Crisis Core: Final Fantasy VII im Test - Review für Sony PSP

»Drei Freunde ziehen in die Schlacht. Einer wird festgenommen. Einer fliegt davon. Der Letzte wird ein Held.« - Loveless Akt IV

von Nino Kerl,
19.06.2008 16:14 Uhr

Die Zwischensequenzen in Spielgrafik können den FMV-Schnipseln zwar nicht das Wasser reichen, sehen aber trotzdem prima aus.
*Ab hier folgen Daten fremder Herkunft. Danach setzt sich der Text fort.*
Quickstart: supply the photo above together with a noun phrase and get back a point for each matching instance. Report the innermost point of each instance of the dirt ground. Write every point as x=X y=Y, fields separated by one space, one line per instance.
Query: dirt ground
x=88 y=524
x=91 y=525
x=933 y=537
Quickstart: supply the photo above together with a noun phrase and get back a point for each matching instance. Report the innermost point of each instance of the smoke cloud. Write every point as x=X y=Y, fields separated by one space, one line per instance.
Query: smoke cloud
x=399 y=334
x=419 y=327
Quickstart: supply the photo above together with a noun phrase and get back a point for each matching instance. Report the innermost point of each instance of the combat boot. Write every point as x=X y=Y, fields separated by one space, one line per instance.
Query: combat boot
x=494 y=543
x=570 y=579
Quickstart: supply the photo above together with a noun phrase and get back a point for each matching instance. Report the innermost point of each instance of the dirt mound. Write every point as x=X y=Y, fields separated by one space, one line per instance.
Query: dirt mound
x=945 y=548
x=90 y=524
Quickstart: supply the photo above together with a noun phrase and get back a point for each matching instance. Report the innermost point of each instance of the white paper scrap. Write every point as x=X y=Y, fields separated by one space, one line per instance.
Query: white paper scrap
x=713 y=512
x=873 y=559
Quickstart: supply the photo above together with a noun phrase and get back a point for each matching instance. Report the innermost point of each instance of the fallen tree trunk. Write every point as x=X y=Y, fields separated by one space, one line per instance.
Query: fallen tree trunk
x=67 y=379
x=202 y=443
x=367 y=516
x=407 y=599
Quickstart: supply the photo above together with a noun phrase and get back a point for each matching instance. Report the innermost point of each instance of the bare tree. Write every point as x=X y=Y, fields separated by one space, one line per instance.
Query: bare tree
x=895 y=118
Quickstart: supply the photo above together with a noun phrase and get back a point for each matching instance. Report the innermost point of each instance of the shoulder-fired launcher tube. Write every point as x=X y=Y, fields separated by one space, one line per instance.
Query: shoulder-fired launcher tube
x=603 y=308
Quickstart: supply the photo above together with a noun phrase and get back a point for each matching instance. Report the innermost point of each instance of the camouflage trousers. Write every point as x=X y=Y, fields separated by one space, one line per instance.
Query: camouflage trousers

Die Zwischensequenzen in Spielgrafik können den FMV-Schnipseln zwar nicht das Wasser reichen, sehen aber trotzdem prima aus.

Die Geschichte endet dort, wo alles beginnt. »A« wie Advent Children , »B« wie Before Crisis , »C« wie Crisis Core. Mit dem Prequel zum PlayStation- Meilenstein und gleichzeitig vierten Teil der Compilation of Final Fantasy VII neigt sich das Final Fantasy VII-ABC allmählich dem Ende entgegen. Crisis Core dient als Handlungs-Bindeglied aller Compilation-Teile: Offene Fragen werden beantwortet, Unklarheiten aus der Welt geschafft. Ähnlich wie im Ur-Final Fantasy VII ist die Geschichte erneut sehr komplex und tiefgründig. Religiöse Namen (Sephiroth, Genesis, etc.) werden in die verstrickte Handlung ebenso eingebunden, wie biblische Anspielungen (Engel -- der Ausdruck wird erstmals in Kapitel 19 von Genesis verwendet). Seitenhiebe auf geschichtsträchtige Figuren (Heidegger -- Philosoph, Bugenhagen -- Reformator und Freund Martin Luthers etc.) wie im PSone-Final Fantasy VII konnten wir hingegen nicht ausmachen. Doch hat Crisis Core auch das Potential zum geschichtsträchtigen Handheld-Spiel?

Final Fantasy VII
Genre: Rollenspiel
Release: 2007

Hämmern, hoffen, heilen

Auf eurer Reise trefft ihr nicht nur auf alte Bekannte: Diese junge Dame hört auf den Codenamen »Cissnei« und ist Mitglied der ShinRa-Elite-Einheit »Turks«. Auf eurer Reise trefft ihr nicht nur auf alte Bekannte: Diese junge Dame hört auf den Codenamen »Cissnei« und ist Mitglied der ShinRa-Elite-Einheit »Turks«.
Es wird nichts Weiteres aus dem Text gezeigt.